Supporting Quoted Identifiers in Column Names

1 Current Behavior

1.1 Definition of an Identifier in Hive Lexer

An Identifier is a sequence of alphaNumeric and under_score characters or a sequence that is surrounded by back-tick characters (`). In the case of back-tick, certain Regex symbols are allowed in addition to alphaNumeric and under_score characters. So the rules are:

Identifier
    :
    (Letter | Digit) (Letter | Digit | '_')*
    | '`' RegexComponent+ '`'
    ;

fragment
RegexComponent
    : 'a'..'z' | 'A'..'Z' | '0'..'9' | '_'
    | PLUS | STAR | QUESTION | MINUS | DOT
    | LPAREN | RPAREN | LSQUARE | RSQUARE | LCURLY | RCURLY
    | BITWISEXOR | BITWISEOR | DOLLAR | '/'
    ;

More on the implication of the RegexComponent rule when we get to the Select Expression behavior.

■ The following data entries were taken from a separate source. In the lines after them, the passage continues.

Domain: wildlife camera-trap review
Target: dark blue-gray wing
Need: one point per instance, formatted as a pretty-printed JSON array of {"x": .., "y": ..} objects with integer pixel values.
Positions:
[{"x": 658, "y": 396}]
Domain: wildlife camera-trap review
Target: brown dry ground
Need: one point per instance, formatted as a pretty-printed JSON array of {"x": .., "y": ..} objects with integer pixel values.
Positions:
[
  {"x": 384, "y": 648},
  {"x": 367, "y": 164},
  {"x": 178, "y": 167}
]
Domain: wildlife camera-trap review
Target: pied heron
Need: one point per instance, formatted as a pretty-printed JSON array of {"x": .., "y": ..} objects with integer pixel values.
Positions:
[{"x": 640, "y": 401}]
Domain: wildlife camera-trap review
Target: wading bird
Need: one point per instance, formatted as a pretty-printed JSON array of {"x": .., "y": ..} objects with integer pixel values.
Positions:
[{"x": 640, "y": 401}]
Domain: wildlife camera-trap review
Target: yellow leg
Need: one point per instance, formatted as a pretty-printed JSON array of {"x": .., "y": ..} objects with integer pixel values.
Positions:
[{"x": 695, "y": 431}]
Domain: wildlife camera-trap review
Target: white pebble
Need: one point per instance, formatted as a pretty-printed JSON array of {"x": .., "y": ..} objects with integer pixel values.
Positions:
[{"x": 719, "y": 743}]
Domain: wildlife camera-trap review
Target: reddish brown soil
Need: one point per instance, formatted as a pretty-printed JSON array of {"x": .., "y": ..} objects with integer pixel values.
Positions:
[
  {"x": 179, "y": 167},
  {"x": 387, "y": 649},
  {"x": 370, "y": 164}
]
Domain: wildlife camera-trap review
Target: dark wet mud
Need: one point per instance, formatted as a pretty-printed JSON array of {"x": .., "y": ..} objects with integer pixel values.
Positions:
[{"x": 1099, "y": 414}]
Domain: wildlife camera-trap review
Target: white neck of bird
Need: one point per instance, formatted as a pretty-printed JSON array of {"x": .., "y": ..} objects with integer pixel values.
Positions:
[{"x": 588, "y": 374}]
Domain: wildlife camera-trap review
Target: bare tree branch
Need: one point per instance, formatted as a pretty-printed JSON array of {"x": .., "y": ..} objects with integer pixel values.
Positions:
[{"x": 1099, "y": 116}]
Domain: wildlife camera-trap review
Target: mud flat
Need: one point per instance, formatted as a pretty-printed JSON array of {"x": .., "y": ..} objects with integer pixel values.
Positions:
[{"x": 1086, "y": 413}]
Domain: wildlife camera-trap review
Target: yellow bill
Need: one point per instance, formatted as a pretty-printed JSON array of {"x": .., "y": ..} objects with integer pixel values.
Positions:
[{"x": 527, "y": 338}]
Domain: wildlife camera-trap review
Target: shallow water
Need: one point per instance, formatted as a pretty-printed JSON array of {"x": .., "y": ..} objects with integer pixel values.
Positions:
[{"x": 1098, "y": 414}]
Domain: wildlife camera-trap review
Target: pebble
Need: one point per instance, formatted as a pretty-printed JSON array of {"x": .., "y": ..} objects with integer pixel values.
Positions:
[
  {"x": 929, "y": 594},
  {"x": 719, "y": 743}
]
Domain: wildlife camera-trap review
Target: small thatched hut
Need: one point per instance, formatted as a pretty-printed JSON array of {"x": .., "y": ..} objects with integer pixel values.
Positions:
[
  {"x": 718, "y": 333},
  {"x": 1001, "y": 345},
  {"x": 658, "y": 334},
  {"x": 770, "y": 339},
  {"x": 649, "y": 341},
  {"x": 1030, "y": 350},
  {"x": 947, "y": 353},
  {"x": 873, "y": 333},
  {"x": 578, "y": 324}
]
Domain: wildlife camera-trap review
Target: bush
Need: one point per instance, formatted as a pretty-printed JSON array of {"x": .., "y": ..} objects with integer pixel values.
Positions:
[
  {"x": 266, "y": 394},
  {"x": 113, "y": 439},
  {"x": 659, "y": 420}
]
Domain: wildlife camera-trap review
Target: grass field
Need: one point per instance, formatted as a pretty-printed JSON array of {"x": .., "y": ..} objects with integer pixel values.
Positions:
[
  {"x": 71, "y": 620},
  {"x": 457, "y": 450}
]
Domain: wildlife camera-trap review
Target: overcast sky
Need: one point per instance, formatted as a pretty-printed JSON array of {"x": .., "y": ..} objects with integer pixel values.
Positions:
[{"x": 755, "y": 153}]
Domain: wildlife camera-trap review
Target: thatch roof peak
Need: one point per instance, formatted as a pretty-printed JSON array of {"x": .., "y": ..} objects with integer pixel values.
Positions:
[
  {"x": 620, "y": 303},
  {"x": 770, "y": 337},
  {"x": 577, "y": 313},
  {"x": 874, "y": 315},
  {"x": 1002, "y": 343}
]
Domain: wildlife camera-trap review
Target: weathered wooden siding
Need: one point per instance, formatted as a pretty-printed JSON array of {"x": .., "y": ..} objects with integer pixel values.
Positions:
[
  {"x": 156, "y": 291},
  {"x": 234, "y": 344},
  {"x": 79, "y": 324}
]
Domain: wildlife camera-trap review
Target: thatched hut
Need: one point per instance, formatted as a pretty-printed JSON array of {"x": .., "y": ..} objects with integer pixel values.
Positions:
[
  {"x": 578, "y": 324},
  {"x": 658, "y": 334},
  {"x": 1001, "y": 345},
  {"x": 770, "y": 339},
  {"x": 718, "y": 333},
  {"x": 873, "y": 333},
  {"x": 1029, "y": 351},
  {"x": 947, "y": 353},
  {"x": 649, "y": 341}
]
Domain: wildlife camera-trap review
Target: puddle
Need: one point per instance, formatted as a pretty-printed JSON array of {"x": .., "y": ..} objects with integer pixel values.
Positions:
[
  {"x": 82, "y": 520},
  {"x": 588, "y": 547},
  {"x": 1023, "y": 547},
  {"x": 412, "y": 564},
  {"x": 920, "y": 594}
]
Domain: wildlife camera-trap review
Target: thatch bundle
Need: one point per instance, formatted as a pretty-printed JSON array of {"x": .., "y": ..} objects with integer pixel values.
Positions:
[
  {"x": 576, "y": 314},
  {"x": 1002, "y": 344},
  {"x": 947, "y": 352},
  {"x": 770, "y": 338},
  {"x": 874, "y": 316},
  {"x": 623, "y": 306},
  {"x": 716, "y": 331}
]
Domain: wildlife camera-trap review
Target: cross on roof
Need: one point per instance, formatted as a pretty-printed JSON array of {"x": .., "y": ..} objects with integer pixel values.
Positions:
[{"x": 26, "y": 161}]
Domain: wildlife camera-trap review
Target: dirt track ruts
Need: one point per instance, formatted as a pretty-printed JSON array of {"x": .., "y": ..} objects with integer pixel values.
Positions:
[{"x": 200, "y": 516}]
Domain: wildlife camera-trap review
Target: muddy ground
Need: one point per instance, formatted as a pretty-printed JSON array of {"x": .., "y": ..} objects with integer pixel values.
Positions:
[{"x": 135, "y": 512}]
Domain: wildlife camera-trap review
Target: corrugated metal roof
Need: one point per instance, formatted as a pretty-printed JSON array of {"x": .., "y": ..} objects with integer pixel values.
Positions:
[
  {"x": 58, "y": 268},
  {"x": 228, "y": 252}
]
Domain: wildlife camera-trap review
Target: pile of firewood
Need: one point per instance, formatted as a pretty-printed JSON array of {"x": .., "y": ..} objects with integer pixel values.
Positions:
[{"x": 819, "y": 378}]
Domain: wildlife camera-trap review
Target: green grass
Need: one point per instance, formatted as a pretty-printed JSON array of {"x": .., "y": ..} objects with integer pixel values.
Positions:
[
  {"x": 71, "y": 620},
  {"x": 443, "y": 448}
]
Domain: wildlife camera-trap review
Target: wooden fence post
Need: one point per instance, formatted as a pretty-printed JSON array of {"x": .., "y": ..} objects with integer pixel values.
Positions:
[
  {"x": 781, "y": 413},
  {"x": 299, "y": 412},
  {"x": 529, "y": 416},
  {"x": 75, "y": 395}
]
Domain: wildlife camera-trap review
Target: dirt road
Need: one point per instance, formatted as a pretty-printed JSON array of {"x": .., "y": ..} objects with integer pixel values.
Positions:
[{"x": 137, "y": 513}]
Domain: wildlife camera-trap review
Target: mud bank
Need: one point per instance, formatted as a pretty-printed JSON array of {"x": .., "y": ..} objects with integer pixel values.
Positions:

1.2 What is an Identifier in Hive

An Identifier can be a:

  • tableName
  • columnName
  • select expr alias
  • lateral view aliases
  • database name
  • view name
  • subquery alias
  • function name
  • ptf argument identifier
  • index name
  • property name for: db,tbl,partition…
  • fileFormat
  • role name
  • privilege name
  • principal name
  • macro name
  • hint name
  • window name

1.3 Definition of a String Token in Hive Lexer

A String in Hive can be delimited by either a single quote(') or double quote(") characters. The rules are:

StringLiteral
    :
    ( '\'' ( ~('\''|'\\') | ('\\' .) )* '\''
    | '\"' ( ~('\"'|'\\') | ('\\' .) )* '\"'
    )+
    ;

The implication of this is that we cannot use double quote delimited sequences as Identifiers.

  • we cannot remove the second Rule: will break existing SQLs.
  • allowing a double quoted String to be either a String or Identifier is not feasible ( at least I cannot figure this out; maybe an antlr expert can pipe in). Identifiers and Strings can appear in the same context; the Parser cannot provide sufficient disambiguating context to the Lexer. For e.g. 'select "abc" from R1'; "abc" can be String or an Identifier.

Whereas the SQL spec:

  • defines Strings as character sequences delimited by quotes.
  • defines Quoted Identifiers as character sequences delimited by double quotes.

As far as I can tell: most Databases use separate delimiters for Strings and Identifiers. For e.g.:

  • Oracle uses single quote for Strings, double quote for Quoted Identifiers.
  • SQL Server uses single quote for Strings, brackets([]) for Quoted Identifiers.

1.4 The validateName check in MetaStore Utils

The Name validation check in the Metastore layer today disallows table/partition/column names to contain anything other than alphaNumeric and under_score. This check conflicts with what is in the Hive Lexer. So the following:

create table test( `x+y` string);

Gives a not very helpful SemanticException error.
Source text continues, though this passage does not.